‘Mama Bears’ fight back after school board quiets attempts to expose explicit library books

When Alison Hair began to read an excerpt from a sexually explicit book found in her child’s school library at the local school board meeting, she was abruptly cut off.

“We have other people that are younger in this and I, we understand your point,” said Forsyth County Schools Board of Education Chairman Wesley McCall at the Feb. 15 meeting.

“My son’s a minor, and this book that you all have copies of is in my son’s middle school,” Hair replied before being told her time was up.

She was cut off again trying to read on March 15 and notified via a letter from McCall on March 17 that she was banned from future meetings. Board policy prohibits “profane, rude, defamatory remarks and personal attacks.” Hair and Cindy Martin, another Georgia mother and the chairwoman of the group “Mama Bears of Forsyth County,” are now suing the board for violating their First Amendment rights.

The lawsuit’s aim is not to determine which books should be allowed in the school library, but rather to address “unlawful attempts to sanitize how parents speak about those books in the presence of elected officials and other adults.”

“The First Amendment guarantees Plaintiffs’ rights to speak out and petition the government about which books belong in school libraries, and to do so by reading from those books during board meetings,” the lawsuit reads. “The school board may find this language offensive, but the law is clear: giving offense is a First Amendment-protected viewpoint.”

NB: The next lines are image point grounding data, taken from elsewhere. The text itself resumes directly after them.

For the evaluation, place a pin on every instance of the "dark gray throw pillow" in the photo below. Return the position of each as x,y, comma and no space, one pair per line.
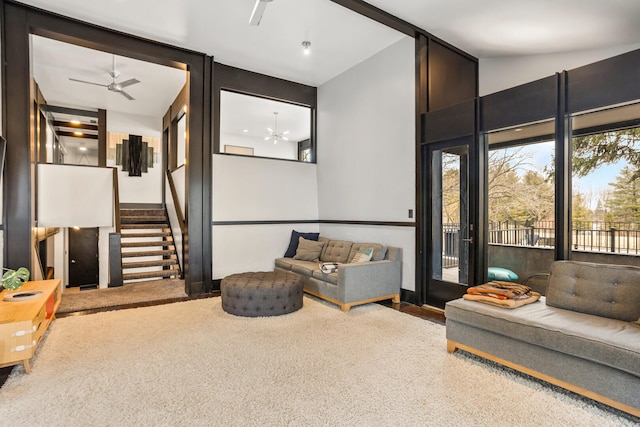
293,243
308,250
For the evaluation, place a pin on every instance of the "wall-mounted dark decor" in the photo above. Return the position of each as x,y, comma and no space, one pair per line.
134,155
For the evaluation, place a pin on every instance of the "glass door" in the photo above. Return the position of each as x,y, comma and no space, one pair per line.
451,232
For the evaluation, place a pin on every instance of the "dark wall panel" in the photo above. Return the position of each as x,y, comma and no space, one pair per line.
452,77
519,105
450,123
611,81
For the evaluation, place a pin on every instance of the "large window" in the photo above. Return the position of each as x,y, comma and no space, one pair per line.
606,181
521,186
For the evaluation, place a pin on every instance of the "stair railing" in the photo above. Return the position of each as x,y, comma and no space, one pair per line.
115,241
176,217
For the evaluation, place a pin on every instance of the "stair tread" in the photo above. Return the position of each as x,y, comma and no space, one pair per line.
139,235
143,264
166,252
143,225
148,274
146,244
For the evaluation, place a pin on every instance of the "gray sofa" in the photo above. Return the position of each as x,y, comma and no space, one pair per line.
353,284
583,336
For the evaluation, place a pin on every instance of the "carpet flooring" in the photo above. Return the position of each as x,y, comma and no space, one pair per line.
191,364
131,293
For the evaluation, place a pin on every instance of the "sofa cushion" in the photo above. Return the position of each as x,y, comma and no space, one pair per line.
610,342
293,242
379,251
284,263
331,277
308,250
600,289
336,251
304,268
363,255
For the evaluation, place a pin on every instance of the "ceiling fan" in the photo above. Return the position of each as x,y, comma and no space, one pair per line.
273,134
258,10
114,86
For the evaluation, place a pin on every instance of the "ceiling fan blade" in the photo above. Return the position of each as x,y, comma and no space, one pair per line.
258,10
126,95
129,82
90,83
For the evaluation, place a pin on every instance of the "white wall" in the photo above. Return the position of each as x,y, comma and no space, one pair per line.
366,151
496,74
255,189
148,187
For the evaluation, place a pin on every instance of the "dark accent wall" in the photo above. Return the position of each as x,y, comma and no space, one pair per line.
452,77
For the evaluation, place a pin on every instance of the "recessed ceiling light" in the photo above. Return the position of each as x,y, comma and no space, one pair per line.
306,47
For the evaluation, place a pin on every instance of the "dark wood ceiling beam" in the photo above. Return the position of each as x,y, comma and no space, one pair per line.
65,124
72,111
73,135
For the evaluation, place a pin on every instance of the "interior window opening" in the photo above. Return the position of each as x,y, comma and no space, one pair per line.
255,126
605,215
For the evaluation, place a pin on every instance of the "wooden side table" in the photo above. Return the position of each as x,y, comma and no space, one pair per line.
23,323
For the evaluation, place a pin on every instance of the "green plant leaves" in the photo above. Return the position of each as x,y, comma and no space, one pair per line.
13,279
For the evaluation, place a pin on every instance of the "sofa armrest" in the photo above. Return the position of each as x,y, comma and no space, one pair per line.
361,281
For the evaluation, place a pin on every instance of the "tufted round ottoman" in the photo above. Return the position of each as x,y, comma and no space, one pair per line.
264,293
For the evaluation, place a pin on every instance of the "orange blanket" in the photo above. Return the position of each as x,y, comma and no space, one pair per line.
501,290
504,303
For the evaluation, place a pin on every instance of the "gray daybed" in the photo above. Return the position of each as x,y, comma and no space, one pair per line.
353,283
583,336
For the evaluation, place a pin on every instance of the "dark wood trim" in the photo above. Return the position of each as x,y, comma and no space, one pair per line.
365,9
116,200
600,84
422,107
375,223
314,221
66,124
176,203
206,174
246,82
411,297
84,136
18,185
115,260
71,111
251,83
102,138
527,103
562,156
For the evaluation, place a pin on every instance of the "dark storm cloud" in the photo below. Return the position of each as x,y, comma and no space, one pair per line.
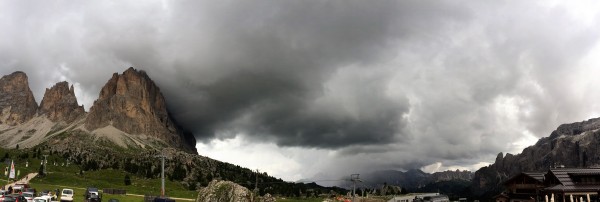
401,84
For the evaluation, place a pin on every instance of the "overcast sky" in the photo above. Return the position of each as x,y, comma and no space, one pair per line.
319,89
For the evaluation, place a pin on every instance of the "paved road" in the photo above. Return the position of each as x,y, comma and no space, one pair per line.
24,180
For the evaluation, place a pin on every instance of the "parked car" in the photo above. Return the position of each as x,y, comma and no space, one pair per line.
44,193
15,198
28,195
2,194
92,195
20,187
42,199
159,199
32,190
66,195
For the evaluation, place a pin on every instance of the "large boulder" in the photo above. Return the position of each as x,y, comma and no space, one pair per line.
224,191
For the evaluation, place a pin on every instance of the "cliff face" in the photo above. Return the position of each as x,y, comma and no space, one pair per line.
60,104
570,145
17,104
132,103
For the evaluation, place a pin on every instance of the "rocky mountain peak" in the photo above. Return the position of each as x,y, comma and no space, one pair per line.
17,104
132,103
60,104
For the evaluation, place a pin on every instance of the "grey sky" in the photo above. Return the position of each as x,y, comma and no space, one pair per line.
355,85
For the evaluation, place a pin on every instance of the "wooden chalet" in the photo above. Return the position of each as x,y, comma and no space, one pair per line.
558,185
581,184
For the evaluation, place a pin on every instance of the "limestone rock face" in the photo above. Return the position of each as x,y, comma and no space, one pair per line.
132,103
224,191
17,104
60,104
573,145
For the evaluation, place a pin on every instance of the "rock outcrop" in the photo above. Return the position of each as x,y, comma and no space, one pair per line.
570,145
132,103
17,104
60,104
224,191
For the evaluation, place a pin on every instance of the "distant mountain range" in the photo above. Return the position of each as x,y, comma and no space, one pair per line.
412,179
572,145
130,112
125,129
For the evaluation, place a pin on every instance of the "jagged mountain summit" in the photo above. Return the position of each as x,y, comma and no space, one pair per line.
132,103
17,104
575,145
130,112
60,104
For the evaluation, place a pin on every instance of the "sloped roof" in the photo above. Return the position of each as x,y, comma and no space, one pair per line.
564,176
539,177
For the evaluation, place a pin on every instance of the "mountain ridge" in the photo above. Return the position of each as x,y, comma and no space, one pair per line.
574,145
130,111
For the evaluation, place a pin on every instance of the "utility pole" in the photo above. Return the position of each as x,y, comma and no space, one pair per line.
162,174
256,182
354,178
45,162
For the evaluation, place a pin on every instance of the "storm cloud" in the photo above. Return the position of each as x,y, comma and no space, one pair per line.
363,84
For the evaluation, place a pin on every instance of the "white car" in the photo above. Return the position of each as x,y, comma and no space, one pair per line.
66,195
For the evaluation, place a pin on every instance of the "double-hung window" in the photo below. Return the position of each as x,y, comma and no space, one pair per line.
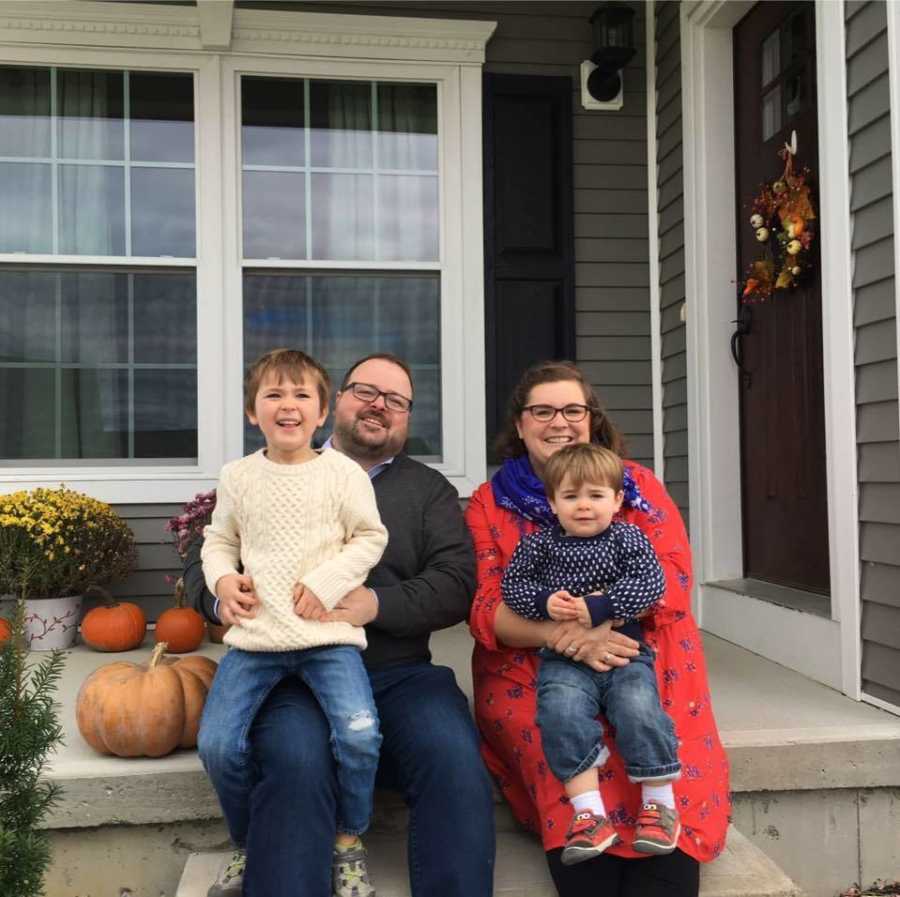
173,208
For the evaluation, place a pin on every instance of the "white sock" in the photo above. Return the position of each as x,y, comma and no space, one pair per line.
658,794
589,802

That the Mama Bears have to sue for their right to speak at meetings should be a huge embarrassment for every person on the board. It’s a clear-cut First Amendment violation: These mothers have a right to criticize public officials and the content they have allowed children to access in school.

Hair and Martin aren’t the only parents whom school boards have attempted to silence for simply reading aloud from school library books. A Florida father was muted at a June 30 Clay County School District board meeting after reading excerpts from a book called Lucky by Alice Sebold, found in two of the district’s school libraries. The board’s attorney told him he could not read “pornography into a public television set.”

Another Georgia mother in the Cherokee County School District was silenced while reading a passage from Homegoing by Yaa Gyasi. A spokesman for the board later told Fox she was stopped because “she was reading a high school-level book” when younger children could access the meeting’s livestream or recording the next day.

Martin says that the Mama Bears, which formed “spontaneously” after district mothers began discovering explicit books in the schools, will “not back down.” They see the board’s hypocrisy.

“When Chairman McCall and the board censored us from reading the explicit language in these books because children were in the room, they proved our point,” Martin said.

These parents are not choosing to be obscene in their comments. The offensive comes directly from the books that the schools themselves have approved. Common sense dictates that if a book is too obscene to be read in a public forum, then it has no place in a school library where children can readily access it.

Katelynn Richardson is a summer 2022 Washington Examiner fellow.